ANGLICANS
– HEADING
FOR SODOM?
B S
(Investigator 5, 1989 March)
Homosexuality,
women's ordination, and Thatcherism are dividing the Anglican Church in
Britain. From 1975-1987 2000 of 16,000 church buildings were closed
down.
One casualty in
December 1987 was George Bennet – Oxford dean,
theologian, church historian, and leader of the conservatives – who was
found dead in his Toyota with a hose running from the exhaust.
The introduction
to Crockford’s
Clerical Directory (the
Handbook of the Church of England) which comes out every two years is
usually non-controversial.
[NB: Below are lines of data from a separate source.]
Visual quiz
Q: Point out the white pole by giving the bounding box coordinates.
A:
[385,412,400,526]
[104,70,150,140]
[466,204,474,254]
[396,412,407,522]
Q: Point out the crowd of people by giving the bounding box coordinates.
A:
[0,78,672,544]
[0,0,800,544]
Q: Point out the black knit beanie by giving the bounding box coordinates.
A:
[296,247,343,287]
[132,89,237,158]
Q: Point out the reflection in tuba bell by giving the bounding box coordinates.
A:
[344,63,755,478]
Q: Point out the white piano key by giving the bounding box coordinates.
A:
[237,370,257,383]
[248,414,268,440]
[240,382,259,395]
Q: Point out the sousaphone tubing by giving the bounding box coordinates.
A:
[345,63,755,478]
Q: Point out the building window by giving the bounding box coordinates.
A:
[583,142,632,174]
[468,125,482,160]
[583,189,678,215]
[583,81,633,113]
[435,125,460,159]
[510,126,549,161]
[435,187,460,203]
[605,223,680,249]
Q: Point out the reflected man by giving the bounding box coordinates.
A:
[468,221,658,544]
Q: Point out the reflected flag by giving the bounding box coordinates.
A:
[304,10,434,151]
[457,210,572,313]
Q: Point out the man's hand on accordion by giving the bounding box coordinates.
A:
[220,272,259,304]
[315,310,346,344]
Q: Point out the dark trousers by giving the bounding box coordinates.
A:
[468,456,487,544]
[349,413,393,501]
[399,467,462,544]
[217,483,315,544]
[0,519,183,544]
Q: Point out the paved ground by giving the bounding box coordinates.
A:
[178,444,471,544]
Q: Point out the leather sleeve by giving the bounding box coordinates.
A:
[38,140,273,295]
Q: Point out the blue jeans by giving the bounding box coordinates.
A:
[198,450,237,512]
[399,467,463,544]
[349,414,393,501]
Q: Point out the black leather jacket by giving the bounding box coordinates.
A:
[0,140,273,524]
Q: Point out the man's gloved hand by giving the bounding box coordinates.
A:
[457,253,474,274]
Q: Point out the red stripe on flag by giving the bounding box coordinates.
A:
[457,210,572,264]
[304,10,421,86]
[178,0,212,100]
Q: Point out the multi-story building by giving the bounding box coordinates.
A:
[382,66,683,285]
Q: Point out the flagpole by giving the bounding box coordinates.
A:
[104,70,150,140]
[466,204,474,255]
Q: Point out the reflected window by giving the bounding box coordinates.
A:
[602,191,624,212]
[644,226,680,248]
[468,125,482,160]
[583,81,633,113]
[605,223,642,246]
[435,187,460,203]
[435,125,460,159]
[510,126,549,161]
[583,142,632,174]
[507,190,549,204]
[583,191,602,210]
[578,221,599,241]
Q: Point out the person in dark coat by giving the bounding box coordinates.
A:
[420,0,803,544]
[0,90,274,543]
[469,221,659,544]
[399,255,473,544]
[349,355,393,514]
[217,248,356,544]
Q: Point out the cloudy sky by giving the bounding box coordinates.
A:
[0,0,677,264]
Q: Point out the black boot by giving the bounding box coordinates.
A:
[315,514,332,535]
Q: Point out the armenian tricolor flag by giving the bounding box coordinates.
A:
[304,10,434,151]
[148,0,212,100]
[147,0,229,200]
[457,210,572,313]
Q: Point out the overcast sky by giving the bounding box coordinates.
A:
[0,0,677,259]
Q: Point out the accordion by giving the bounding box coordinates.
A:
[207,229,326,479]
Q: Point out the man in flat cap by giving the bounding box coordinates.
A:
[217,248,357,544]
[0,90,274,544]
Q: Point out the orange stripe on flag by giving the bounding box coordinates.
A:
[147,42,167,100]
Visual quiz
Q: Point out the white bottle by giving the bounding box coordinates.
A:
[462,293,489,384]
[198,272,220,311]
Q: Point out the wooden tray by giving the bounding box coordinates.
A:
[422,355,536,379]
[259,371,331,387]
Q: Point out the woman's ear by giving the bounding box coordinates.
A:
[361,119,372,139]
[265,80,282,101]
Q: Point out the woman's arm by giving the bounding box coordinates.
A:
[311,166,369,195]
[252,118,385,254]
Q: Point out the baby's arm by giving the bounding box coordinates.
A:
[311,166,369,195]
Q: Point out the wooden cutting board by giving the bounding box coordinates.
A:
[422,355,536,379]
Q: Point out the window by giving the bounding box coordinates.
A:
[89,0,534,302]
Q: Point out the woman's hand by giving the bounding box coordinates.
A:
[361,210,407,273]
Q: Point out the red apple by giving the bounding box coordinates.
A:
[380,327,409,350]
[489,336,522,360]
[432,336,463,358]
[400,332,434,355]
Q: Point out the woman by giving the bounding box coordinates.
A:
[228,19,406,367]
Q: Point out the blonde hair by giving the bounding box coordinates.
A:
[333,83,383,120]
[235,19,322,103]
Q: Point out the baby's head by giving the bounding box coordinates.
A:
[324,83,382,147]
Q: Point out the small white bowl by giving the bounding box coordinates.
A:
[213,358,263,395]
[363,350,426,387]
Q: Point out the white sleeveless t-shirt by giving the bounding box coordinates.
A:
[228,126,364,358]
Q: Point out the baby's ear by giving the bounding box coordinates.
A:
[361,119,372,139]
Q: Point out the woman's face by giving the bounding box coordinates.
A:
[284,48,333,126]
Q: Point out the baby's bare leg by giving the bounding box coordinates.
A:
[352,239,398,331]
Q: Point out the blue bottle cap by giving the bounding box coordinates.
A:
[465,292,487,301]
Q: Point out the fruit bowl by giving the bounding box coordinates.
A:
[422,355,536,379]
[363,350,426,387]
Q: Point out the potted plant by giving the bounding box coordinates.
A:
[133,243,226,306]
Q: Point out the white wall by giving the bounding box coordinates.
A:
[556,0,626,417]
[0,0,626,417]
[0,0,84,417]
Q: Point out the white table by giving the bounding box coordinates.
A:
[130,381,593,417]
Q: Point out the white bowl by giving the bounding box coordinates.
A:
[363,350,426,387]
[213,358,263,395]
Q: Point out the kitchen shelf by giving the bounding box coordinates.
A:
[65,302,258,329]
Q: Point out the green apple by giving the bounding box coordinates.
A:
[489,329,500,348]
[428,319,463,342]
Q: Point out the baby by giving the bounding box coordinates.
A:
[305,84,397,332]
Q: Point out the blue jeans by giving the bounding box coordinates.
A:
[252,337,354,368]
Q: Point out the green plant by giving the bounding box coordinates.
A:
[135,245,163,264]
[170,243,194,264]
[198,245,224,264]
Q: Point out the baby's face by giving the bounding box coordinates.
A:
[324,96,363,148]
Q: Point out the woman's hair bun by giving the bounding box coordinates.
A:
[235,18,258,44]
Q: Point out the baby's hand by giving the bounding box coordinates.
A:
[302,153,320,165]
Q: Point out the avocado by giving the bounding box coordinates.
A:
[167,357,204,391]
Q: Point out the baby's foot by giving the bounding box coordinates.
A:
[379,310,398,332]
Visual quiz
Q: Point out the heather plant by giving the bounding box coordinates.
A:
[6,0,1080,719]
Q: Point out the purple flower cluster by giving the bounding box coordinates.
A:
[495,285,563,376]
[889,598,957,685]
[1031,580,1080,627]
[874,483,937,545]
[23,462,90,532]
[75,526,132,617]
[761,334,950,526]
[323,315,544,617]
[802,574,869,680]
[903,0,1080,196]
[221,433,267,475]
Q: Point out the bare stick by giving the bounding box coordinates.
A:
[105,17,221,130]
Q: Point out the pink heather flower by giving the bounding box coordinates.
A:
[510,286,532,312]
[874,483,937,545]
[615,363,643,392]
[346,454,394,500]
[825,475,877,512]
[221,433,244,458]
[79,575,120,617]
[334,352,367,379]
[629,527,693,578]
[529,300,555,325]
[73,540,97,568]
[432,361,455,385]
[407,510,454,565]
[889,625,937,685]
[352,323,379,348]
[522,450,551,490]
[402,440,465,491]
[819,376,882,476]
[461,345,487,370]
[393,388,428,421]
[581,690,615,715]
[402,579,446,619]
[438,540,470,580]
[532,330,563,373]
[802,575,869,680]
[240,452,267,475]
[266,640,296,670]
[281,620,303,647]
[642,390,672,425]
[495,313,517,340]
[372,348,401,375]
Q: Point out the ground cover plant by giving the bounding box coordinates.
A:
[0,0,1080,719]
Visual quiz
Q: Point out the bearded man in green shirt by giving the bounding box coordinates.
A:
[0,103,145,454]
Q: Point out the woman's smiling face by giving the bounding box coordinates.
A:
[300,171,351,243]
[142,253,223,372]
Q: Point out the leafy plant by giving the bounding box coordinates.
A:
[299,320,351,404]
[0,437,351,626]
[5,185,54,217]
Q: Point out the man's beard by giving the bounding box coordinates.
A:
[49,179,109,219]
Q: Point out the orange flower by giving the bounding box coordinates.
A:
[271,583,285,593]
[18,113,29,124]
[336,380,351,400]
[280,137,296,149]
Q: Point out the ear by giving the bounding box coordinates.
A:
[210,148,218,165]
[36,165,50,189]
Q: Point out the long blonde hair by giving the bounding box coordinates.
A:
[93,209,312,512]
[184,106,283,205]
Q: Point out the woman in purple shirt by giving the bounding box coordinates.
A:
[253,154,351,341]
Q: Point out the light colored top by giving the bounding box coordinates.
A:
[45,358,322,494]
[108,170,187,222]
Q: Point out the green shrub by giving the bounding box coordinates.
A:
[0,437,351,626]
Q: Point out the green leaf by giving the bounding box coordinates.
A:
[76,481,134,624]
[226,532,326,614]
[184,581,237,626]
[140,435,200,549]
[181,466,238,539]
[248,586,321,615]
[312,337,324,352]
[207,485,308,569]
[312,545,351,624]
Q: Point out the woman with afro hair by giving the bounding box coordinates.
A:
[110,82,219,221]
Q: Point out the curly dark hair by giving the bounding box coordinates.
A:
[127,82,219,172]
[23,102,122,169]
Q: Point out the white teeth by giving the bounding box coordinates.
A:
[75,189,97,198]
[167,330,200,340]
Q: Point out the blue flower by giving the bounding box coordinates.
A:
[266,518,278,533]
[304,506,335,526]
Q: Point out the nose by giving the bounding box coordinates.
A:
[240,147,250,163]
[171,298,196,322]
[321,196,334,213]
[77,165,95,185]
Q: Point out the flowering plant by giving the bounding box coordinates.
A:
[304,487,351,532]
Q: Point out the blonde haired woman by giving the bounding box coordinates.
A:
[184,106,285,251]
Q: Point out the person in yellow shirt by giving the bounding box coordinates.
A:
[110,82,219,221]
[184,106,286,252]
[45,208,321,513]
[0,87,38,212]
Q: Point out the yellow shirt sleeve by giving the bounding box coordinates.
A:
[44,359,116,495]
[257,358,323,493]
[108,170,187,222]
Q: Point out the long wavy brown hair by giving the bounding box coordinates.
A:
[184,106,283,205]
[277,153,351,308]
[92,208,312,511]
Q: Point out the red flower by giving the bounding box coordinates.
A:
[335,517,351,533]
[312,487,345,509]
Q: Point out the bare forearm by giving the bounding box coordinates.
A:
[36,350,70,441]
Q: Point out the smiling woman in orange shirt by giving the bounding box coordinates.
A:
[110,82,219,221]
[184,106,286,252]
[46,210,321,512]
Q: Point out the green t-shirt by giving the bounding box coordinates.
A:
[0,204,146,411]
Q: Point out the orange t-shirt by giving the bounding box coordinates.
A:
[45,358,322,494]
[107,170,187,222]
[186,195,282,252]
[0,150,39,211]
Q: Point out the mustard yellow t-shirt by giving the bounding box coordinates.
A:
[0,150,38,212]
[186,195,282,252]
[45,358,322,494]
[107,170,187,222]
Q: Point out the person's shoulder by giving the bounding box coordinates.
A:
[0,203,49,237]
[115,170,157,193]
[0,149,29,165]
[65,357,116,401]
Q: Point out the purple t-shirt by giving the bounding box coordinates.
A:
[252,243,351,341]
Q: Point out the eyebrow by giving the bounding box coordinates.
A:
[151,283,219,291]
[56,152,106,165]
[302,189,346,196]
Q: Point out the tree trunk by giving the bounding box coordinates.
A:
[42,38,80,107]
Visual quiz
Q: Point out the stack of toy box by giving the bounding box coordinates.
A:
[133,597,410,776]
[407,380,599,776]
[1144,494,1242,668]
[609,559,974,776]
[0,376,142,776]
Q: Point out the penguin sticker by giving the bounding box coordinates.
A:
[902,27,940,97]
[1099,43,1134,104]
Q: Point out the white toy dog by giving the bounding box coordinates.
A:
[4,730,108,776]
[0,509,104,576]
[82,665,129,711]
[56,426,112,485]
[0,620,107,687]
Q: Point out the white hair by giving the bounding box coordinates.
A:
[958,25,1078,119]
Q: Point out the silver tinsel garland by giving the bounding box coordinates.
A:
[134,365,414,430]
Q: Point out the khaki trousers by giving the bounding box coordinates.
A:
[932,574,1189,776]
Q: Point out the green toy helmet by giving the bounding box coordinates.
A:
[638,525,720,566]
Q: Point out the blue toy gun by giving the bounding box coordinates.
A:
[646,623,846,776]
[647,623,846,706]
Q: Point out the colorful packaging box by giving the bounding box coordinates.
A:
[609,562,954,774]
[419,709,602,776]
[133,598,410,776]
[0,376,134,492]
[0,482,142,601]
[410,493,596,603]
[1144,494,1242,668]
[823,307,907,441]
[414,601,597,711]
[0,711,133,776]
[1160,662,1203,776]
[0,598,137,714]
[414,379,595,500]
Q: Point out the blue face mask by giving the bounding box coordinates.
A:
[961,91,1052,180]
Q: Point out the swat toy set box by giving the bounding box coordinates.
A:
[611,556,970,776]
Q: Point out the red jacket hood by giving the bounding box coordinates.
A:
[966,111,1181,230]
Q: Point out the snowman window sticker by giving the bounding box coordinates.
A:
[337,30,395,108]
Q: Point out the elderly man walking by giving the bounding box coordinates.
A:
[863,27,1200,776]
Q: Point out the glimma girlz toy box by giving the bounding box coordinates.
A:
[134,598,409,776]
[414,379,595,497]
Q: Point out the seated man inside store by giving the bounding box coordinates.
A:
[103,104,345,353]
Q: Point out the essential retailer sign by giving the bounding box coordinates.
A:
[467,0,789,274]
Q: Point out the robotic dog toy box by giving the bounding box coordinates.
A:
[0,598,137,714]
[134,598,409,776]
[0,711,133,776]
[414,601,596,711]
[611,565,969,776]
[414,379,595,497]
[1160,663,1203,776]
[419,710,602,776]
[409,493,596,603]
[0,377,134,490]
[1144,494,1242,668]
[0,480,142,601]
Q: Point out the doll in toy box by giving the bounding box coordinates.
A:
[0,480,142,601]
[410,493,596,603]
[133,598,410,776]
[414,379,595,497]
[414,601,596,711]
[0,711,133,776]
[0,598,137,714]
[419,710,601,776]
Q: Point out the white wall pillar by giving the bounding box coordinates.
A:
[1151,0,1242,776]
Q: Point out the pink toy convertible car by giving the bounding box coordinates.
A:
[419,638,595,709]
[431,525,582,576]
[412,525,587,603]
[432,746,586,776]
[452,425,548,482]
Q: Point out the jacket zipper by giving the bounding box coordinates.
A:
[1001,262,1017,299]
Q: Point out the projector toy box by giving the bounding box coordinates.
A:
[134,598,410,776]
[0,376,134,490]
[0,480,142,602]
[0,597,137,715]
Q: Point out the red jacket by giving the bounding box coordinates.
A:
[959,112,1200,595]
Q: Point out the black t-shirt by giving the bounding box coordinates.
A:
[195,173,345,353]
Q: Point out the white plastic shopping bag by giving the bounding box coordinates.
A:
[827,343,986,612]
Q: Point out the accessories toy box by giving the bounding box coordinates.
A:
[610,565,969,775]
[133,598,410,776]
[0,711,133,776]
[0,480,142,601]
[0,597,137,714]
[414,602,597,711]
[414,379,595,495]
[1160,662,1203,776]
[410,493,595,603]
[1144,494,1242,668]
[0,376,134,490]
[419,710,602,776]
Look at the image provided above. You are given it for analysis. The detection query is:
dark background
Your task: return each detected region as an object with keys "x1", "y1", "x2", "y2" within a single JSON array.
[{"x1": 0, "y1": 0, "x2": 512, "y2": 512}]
But in 1987 the Crockford introduction
attacked the Archbishop of Canterbury, Robert Runcie, then 66. The
Primate, it was alleged, feared making decisions, gave low priority to
firm principles, had helped his supporters into top positions, and
followed current social trends in place of Church traditions.
Bennett was
accused of
being the author and this is said to have
provoked his suicide. The accusations against Runcie grew into an
avalanche. A survey revealed that almost 50% of Anglican churchgoers
felt the Church had taken too liberal a course. Cases of churchmen
bitterly deriding the Church multiplied.
Between 1950 and
1980
registered Church membership dropped from 17.5%
of the population to 7.4% When Runcie came to power in 1980 he
described this as "devastating". But worse was to follow!
In 1980 2 million
Anglicans out of a nominal 27 million still attended
church services in Britain. But in 1987 attendance was down to
1¼ million! The Anglican Church, whose Head is Queen Elizabeth
II, had clearly entered a crisis.
"The Hierarchy
has lost
contact with the laity," said Reverend Peter
Mullen. The people wanted traditional worship and not sermons about
Liberation Theology and the evils of Mrs Thatcher, explained Mullen.
Runcie had been
promoting anti Apartheidism, criticism of Thatcher
capitalism, acceptance of homosexuality, ordination of women, and
tolerance of churchmen who deny the virgin birth. Runcie's policies
were also approved in the General Synod (a sort of Church parliament).
After Bennet's
death, however, the traditionalists gained new impetus. They feared
that the Church was becoming like Sodum and Gomorrah and that its end
would follow. Newspapers were calling the Church an "irrelevant
institution".
Graham Leonard,
67, Bishop of London, led a minority group of clerics and laity with
the slogan: "Back to Biblical morality!" The group wants the removal of
homosexual priests and are opposing the 1991 goal of women priests.
An Anglican vicar
told the London Telegraph:
"There are more homosexuals in the Church
than in most other occupations."
An
Adelaide student of Church History stated:
"Christianity
is strong when it follows the Bible. Christians must, as the Bible in
Ephesians says, 'Put on the armour of God'. That includes having the
faith to accept Biblical ethics.
"The
anti Bible
stance of Britain's Anglican leaders threatens the Church by removing
its foundation. The cults are winning the day as a desperate Anglican
laity seeks spiritual guidance. The Jehovah’s Witnesses alone are
getting a quarter of a million to their meetings in Britain."
Runcie's likely
successor is the Archbishop of York, John Habgood, 61,
a Liberal and, say some, "worse than Runcie."